Newcastle is a former steel town reinventing itself as a knowledge and creative industries hub. Whilst it remains the world’s busiest coal port, there is extensive development to reinvigorate the centre of the city, which hollowed out much in the same way as the centres of industrial US cities such as Detroit. Hunter Street, once the retail, administrative and commercial core of the city, is now at the centre of regeneration. I had read that in the decline of the UK high street, there had been a paradoxical flourishing of barber shops. So here are all the Barber shops in Hunter Street. Plus a vestige of a, not quite, bygone age, one of the ‘Gentleman’s Clubs’ and massage parlours that pepper the seedier end of the street.
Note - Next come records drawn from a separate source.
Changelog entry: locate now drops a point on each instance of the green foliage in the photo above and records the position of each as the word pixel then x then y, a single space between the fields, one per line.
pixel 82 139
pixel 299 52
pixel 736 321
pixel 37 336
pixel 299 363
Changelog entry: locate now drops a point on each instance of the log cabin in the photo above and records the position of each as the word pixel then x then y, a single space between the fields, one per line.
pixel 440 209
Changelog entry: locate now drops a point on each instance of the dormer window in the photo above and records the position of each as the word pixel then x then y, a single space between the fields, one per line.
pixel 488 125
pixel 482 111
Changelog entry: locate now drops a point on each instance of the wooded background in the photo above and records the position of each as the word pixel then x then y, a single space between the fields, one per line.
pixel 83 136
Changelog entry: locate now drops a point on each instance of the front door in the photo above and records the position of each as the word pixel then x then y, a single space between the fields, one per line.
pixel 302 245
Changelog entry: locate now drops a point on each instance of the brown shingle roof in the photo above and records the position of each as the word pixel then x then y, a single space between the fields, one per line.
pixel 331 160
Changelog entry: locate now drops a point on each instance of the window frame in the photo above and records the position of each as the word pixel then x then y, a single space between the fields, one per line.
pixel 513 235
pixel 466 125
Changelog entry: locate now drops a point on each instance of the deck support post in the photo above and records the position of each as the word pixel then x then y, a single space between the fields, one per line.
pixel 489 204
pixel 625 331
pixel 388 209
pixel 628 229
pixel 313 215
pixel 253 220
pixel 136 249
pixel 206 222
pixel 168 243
I followed the form of Nine Swimming Pools for this one, with colour images and a final tangential image, which provides a twist at the end of the book. The colour of the text for the title page is taken from the dominant brown colouring of the images (in the same way that the colour of the text in Ruscha’s book is taken from that of the pools).
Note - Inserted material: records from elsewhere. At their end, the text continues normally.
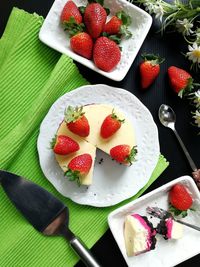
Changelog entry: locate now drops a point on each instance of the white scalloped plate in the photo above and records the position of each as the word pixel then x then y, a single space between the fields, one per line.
pixel 168 253
pixel 112 183
pixel 53 35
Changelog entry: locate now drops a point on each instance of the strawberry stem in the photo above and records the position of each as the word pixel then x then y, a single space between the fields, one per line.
pixel 154 59
pixel 73 114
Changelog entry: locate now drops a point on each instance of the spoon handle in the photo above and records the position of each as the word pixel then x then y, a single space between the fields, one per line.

Ruscha activity 1: Illegal Immigrants
My first shot. I made this while I was packing. It draws inspiration from Ruscha’s ‘Colored People’. The use by Ruscha of a contentious title (a demeaning, if not racist, term) draws attention to the problematic nature of a white artist casting a gaze on an(other) community, which is subverted by the, seemingly unrelated, content (which does, though, relate to the content of an earlier Ruscha book, but now with colour rather than monochrome images – this draws attention to the synchronic and diachronic dimensions in understanding a body of work). As a first attempt, my work is rather crude. As anyone who has traveled to Australia knows, there are strict interdictions on the import of plant and other organic material, and this is firmly policed at the airport. The government also sanctions harsh treatment of refugees and others seeking entry to the country, particularly those who travel by boat. I don’t want to develop this further, but its an interesting, if frivolous, attempt to get a feel for the format. I haven’t done the required photoshop work to get the full Ruscha look (which is important for this work, in that the tight masking of the images suggests a clinical/colonial gaze, which abstracts its object from context and lays it out for scrutiny, in the manner that, for instance, plants and animals are laid out for zoological and botanical analysis and classification, and different racial and social groups become objects in Galton’s racist eugenic project). Packing took priority, though.